В маленьком Сполето шесть церквей двенадцатого и тринадцатого веков, одна четвертого. Они открыты, и почти везде я был единственным посетителем. В базиликальной S. Salvatore (именно она четвертого века) не удержался и сфотографировал интерьер. За что и был примерно наказан.
Но главную местную достопримечательность я заметил только на обратном пути: у самой станции стоит огромный полуабстрактый динозавр из черного кованого железа (работы, между прочим, Колдера, и очень знакомый, известный). То есть по пути туда этого слона я и не приметил. И уж точно не приметил, с какой стороны подходил мой утренний поезд.
Вечерний поезд подошел на ту платформу, что указана в расписании, и ровно в назначенное время. Голос из репродуктора сообщил какое-то «бла-бла-Рома Термини – бла-бла». Я хотел еще, помню, уточнить на всякий случай, но сам себя постеснялся: какая все же идиотская мнительность, давно пора с ней кончать. Сказано же итальянским языком: Рома Термини. Уселся покомфортнее, обложился проспектиками и стал вносить примечания в свои записочки…
Tutto bene?[1] А не тут-то было. Una piccola avventura[2].
Прошло больше часа. Проехали Foligno. Название показалось знакомым, но не по сегодняшним впечатлениям. Я как-то забеспокоился и вытащил карту. И где ж это у нас Foligno? А вот где – в другой стороне, уже за Перуджей и Ассизи, на полпути до Ancona, а та аж на побережье. Девушки-соседки испуганно подтвердили: поезд до Ancona. (И опаздывает почти на час.)
Внутри что-то тихо рухнуло (но тут же включился внутренний хронист, подмечающий все детали). Так. Итак. Все сегодняшние поезда на Рим, похоже, уже прошли мимо меня. Я бросился в тамбур. На ближайшей остановке дверь открыть не смог: жал на кнопку, а следовало дергать ручку вроде стоп-крана (а зачем тогда кнопка?). И к лучшему: неизвестно, где бы я оказался – там ни огня, ни темной хаты.
Пошел к первому вагону, навстречу мне контролер. На каком-то несуществующем языке я объяснил ему происшедшее. Тот долго цокал, морщился, рылся в своих бумажках, а я обреченно ждал, полагая, что он ищет квитанцию, чтобы выписать штраф за безбилетный проезд. Но оказалось, что он роется в расписаниях, упорно и почти безнадежно ищет какой-то самый последний поезд. Нашел все-таки: из Gualdo, а та – через десять минут (если я смогу открыть дверь).

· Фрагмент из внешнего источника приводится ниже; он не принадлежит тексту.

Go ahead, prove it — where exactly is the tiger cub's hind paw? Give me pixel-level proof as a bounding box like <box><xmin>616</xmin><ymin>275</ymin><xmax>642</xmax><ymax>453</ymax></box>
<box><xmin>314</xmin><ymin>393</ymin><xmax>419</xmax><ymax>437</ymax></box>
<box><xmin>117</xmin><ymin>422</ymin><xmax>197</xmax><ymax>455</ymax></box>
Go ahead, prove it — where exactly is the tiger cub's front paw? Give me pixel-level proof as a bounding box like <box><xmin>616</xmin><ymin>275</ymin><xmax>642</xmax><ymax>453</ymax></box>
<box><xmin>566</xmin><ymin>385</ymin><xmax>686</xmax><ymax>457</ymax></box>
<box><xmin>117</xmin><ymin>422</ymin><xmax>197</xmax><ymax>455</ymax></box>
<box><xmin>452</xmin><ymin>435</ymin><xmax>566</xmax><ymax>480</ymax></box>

Смог. На маленькой темной станции, совершенно безлюдной, был открыт и освещен только проходной отсек. А билет? Ангел в виде случайной девочки (задержалась, изучая расписание) указал(а) на автомат вроде тех, что для газированной воды. Как им пользоваться, не знала даже она, нажимала наугад какие-то кнопки. Автомат отказывался сжевывать банкноту и упорно отрыгивал мелочь. Но на какой-то пятидесятый раз все же сдался.
Спасибо тебе, дитя! Какие же вы чудные, итальянцы!

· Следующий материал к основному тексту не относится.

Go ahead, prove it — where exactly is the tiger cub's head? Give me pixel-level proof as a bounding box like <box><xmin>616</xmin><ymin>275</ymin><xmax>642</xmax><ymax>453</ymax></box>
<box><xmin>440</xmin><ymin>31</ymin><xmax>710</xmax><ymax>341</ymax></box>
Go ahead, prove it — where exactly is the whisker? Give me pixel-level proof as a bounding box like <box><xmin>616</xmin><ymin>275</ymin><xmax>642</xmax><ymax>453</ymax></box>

Ангел ушел, я остался один. До поезда часа полтора (если сумею открыть дверь). А если не сумею? Следующий поезд в четыре утра, никаких гостиниц нет в природе. В природе нет даже туалета.
А есть в природе она сама – природа: ночь, холод, снег, зима. Желудок. Заснеженный полустанок. Нет, это не Италия. Это что-то родное, страшно знакомое.
Минут через сорок стало поспокойнее: появились люди. Сначала белокурая бестия в умело продранных джинсах, в том числе и на причинном месте. Радостно обратилась ко мне, но не тут-то было. Бедняжке пришлось маяться минут десять, и было заметно, как ей невыносимо трудно так долго ни с кем не разговаривать. Когда появился крепыш в дутой куртке, они так и набросились разговорами друг на друга. За крепышом – две подружки, толстая и тонкая, и тоже включились в какое-то жаркое обсуждение. Все сразу закурили. Я понял, что обсуждается возмутительная табличка, запрещающая курить в помещении станции. Сколько ядовитых шуток, сколько смеха!
Некто мрачный в черной шляпе, черном пальто, негодуя окаменелым лицом, быстро прошел сквозь задымленный отсек и вышел на платформу. Крепыш проводил его глазами и очень похоже изобразил удава. Общий поощрительный хохот.
Когда мы сели в поезд, я был совершенно счастлив – второй раз за день. Как же нам всем было хорошо, всей нашей дружной маленькой компании. А как мы курили в вагоне! Проходящие пассажиры ускоряли шаг и закрывали лица шарфами.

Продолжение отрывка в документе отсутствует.